Showing posts with label Columbus Day. Show all posts
Showing posts with label Columbus Day. Show all posts

Tuesday, October 08, 2019

Happy Indigenous People's Day!


Santa Maria in Portland Harbor
What struck me most about the Santa Maria was how tiny she is. A replica sailed into Portland Harbor last month and I paid ten dollars to go aboard and look around. More astonishing still was remembering that the Nina and the Pinta — the two caravels sailing with the Santa Maria — were even smaller. There’s only one enclosed space on the biggest ship, and that was where the captain slept. Its fifty-two crew members slept on the open deck of the 117-foot ship, only going below with the cargo when the weather was bad.

Good Columbus

Americans my age were taught to revere Columbus for his intrepid maritime leadership sailing across uncharted waters, holding a mutinous crew together, and discovering what we call America. Now school children are taught that Columbus was a money-grubbing, European, white guy who slaughtered and enslaved innocent Native Americans who only wanted to help him and his men. When Democrats took over Maine government in 2018, they abolished Columbus Day and ordered Maine citizens to celebrate “Indigenous Citizens Day” instead.

Bad Columbus
Not only that, schoolchildren are now taught that Columbus was too dumb to know he had bumped into two previously unknown continents and thought he was in the Indies. So, he called the people he found “Indians,” and they continued to be called that for the next five centuries until progressives insisted they be called Native Americans. Whenever I meet someone who is a real American Indian and looks nothing like Senator Elizabeth Warren, I ask whether he or she wishes to be called Indian or Native American. So far, all have said, “Indian.” Next time I’ll also ask: “How about calling you ’Indigenous Person’?” but I think I know what the answer will be.

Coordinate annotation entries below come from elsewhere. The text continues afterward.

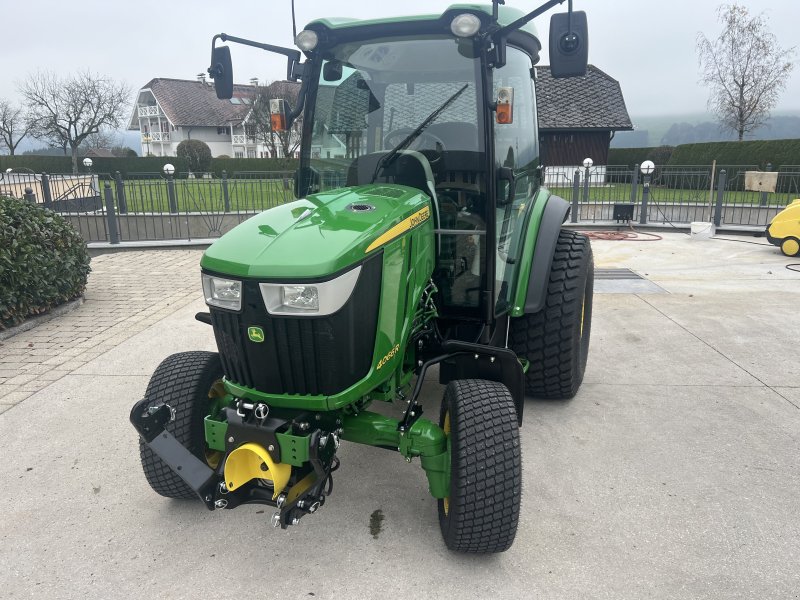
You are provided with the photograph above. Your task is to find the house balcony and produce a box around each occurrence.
[139,106,161,117]
[142,131,169,143]
[233,134,256,146]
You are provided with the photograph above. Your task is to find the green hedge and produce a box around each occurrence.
[211,158,300,177]
[669,139,800,171]
[0,196,91,330]
[0,154,300,177]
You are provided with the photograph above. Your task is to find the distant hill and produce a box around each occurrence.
[611,112,800,148]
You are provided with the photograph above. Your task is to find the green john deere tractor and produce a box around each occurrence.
[131,0,593,553]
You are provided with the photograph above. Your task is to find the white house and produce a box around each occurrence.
[128,78,304,158]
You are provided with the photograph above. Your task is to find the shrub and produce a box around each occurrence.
[175,140,211,173]
[0,196,91,329]
[670,140,800,171]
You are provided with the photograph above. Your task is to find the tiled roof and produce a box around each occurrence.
[135,78,255,128]
[536,65,633,130]
[131,78,299,129]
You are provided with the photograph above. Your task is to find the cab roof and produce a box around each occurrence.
[306,4,539,41]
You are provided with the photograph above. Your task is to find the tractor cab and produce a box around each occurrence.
[209,0,587,332]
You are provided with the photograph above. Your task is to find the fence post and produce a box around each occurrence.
[114,171,128,215]
[639,175,650,225]
[758,163,772,206]
[167,173,178,214]
[222,169,231,212]
[103,181,119,244]
[570,169,581,223]
[714,169,728,227]
[42,173,53,208]
[631,163,639,204]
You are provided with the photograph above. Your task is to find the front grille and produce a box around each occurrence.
[211,253,382,395]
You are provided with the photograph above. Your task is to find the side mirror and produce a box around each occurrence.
[497,167,517,206]
[322,60,343,81]
[550,11,589,77]
[208,46,233,100]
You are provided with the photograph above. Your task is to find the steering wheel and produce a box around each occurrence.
[383,127,445,165]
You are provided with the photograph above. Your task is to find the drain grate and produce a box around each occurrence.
[594,269,644,279]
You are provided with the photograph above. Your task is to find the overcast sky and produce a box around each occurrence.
[0,0,800,118]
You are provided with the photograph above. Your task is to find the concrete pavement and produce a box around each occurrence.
[0,233,800,599]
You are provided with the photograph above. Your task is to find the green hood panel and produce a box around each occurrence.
[200,184,430,279]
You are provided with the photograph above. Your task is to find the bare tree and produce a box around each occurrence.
[697,4,795,141]
[245,81,303,157]
[0,98,30,156]
[20,71,130,173]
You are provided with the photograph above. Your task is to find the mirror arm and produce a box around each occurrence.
[209,33,300,81]
[286,68,309,128]
[492,0,572,43]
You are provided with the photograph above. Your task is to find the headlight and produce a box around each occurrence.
[294,29,319,52]
[203,274,242,310]
[258,266,361,317]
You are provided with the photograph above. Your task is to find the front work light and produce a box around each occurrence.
[450,13,481,37]
[294,29,319,52]
[258,265,361,317]
[281,285,319,311]
[203,274,242,310]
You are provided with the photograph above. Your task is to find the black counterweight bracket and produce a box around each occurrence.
[131,400,219,510]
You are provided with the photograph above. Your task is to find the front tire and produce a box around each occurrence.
[509,229,594,400]
[139,352,222,500]
[781,237,800,256]
[438,379,522,554]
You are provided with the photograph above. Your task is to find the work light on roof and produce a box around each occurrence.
[450,13,481,37]
[294,29,319,52]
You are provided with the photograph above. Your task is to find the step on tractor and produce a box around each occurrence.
[131,0,594,553]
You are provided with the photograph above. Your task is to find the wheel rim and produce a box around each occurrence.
[442,410,450,516]
[781,238,800,256]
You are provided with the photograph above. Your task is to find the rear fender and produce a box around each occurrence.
[510,195,570,317]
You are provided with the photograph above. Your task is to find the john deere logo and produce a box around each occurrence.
[247,327,264,344]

In light of all this, I wonder if I should be wishing people “Happy Indigenous People Day” over the weekend in Maine, and “Happy Columbus Day” in New Hampshire since I’m so often driving back and forth across the state line. Will automobile dealerships in Maine be putting on special Indigenous People’s Day Sales? Is it now illegal to sponsor a “Special Columbus Day Sale” over here on Maine’s side of the border?

Since no drawings or plans of the original Santa Maria exist, we cannot know how closely the ship I explored compared to it. All I can say is that it represents the closest guess of what it probably looked like based on other ships in use at the time. I have to wonder if the Spanish crew members knew about what happened in Maine when Democrats returned to power. Would they have sailed right on by Portland if they knew?

Portland Progressives demonstrate
I didn’t see any left-wing demonstrators down there on Commercial Street while I was touring the ship and it doesn’t take much to get them cranked up enough to staple signs to sticks and march down the street chanting. I expected the arrival of Columbus’s ship would have been enough to turn them out. Doing research for this article, I learned that a replica of Nina sank last April in Corpus Christi Texas, but the articles I read said nothing about foul play and the ship was eventually re-floated.


The City of Portland had earlier (2017) abolished Columbus Day before the whole state did it in 2019 but I don’t recall seeing any Indigenous People celebrating the new holiday and I’m often there during the second Monday of October. Come to think of it, I never saw any Spanish Americans or Italian Americans (Columbus was Italian) celebrating when it was called Columbus Day either. I do see people celebrating other holidays like the 4th of July, Thanksgiving, and Christmas, but those last two are threatened by progressives as well. The Pilgrims, after all, were also white Europeans. Progressive groups are now claiming that Thanksgiving is “celebrating ongoing genocide.”


And of course, Christmas has been under siege by the left for decades now. Public schools no longer mention the word, calling it “Winter Holiday” instead. People paying homage to political correctness are hesitant to say, “Merry Christmas” outside their own household, wish people “Happy Holidays.” It all makes me wonder: what’s next? Labor Day? The diminishing number of unionized workers still marks the occasion but most of our populace gives it a big ho-hum.


Memorial Day is celebrated and we’ve all known soldiers who have died in recent wars. That holiday should be safe, and Veteran’s Day too. Martin Luther King Day? It’s still relatively new so I guess it’ll be okay for a while. I have come to believe most Americans care much more about getting a paid holiday off from work than whatever it is that day is supposed to commemorate.


It’ll be up to the Spanish now to decide whether they’ll pay future voyages of the Santa Maria to Portland, Maine.